It was the loudest thing in my world at that moment. Soft brushing sounds resonated like long strokes on stiff canvas. The sound intensified as I opened my eyes and slid from shadow to light. Each turn initiation was soft, followed by a sharp, energetic swoosh through the apex and a diminishing transition into the next turn.
Less than an hour prior, Bobby and I were struggling to stay on the bucking, bellowing snowmobile as we journeyed to the mountain over six miles of rolling trail through moonlit clearings and black forest. It was a spontaneous trip, born from boredom on a four-beer Friday night. The moon was full, the skies were clear, and neither of us had a chance with any of the ladies at the bar. We needed something new.
The surrounding peaks were soft blue and framed with dark shadowy edges where rock met snow, and snow met sky. In the drenching grey-blue light, familiar scenes seemed fresh and ethereal. The mountains all around us appeared larger, steeper, and more rugged. We were stoned on moonlight.
After blasting up the last hill into an upper meadow of the northern Bridgers, we killed the sled and stood there in the high mountain clearing as the last echoes died away. Speaking in quiet murmurs, not wanting to break the fresh silence, we decided on a peak that we knew as “Morning Glory.” On this night it would be “Midnight Glory.”
Skinning up through the trees, the mountain spoke to us in subtleties: the falling of stone from a crag, the flutter of a roosting bird, the stop-and-go scurry of some hardy rodent in the snow.
From the summit, I glanced across the Shields Valley to the Crazies 40 miles distant. The sporadic lights of ranch homes glittered below, pulsing like phosphorescent plankton.
Below us spread the thousand-foot face. To our right was an enormous cliff that ran the length of the slope, shading half the mountain. The snow was week-old powder, dense but cold and boot-deep. Pushing off, everything came into focus.
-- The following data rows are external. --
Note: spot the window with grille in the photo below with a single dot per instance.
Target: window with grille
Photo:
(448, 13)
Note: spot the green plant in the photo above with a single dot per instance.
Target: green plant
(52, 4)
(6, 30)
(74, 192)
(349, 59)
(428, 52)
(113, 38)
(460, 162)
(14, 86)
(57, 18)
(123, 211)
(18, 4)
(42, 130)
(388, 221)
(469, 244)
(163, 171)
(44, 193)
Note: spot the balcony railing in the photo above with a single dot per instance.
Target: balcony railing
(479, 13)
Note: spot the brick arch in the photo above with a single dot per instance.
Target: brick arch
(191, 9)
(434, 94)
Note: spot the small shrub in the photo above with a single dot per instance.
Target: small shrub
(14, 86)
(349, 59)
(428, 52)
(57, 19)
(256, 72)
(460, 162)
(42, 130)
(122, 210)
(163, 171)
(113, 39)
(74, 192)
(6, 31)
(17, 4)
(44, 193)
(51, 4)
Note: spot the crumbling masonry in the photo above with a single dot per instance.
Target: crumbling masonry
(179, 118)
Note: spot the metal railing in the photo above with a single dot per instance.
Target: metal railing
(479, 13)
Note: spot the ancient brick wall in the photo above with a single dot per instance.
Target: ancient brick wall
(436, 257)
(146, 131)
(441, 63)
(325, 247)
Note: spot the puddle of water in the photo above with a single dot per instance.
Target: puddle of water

It was surreal skiing. From shadow to light and back again, I rode the line where the cliff silhouette met the blue-hued powder. Closing my eyes, I skied for a time by the rhythmic brushing of bases on snow, a sound eclipsed only by the wind whistling by as I gained speed. Pulling up at the bottom, I whooped for the run, the overwhelming beauty, the silence, and fact that we were even there; it seemed impossible to be making turns in that place, at that time.
Bobby pushed off and all I could see were plumes of moonlit roost as he accelerated down the slope. He skied with the same easy grace of the moon traveling above. Stopping next to me, he whooped and laughed with excitement just as I did. We were alive, laughing, alone, and happy beneath a dark Montana sky, looking up at ski tracks carved from moonlight on a backcountry face. Relishing the new sensations of midnight turns, of skiing by sound, we descended to the sled.
We were ready to leave, but starting the snowmobile seemed a sacrilege. The juxtaposition was a difficult one—a surreal wilderness experience made possible by a shrieking machine—and the price worth considering. Was it worth it to be in that place? We stood there looking at the machine for a moment, knowing the true significance, and then pulled the cord and re-entered the industrial world with a two-stroke scream.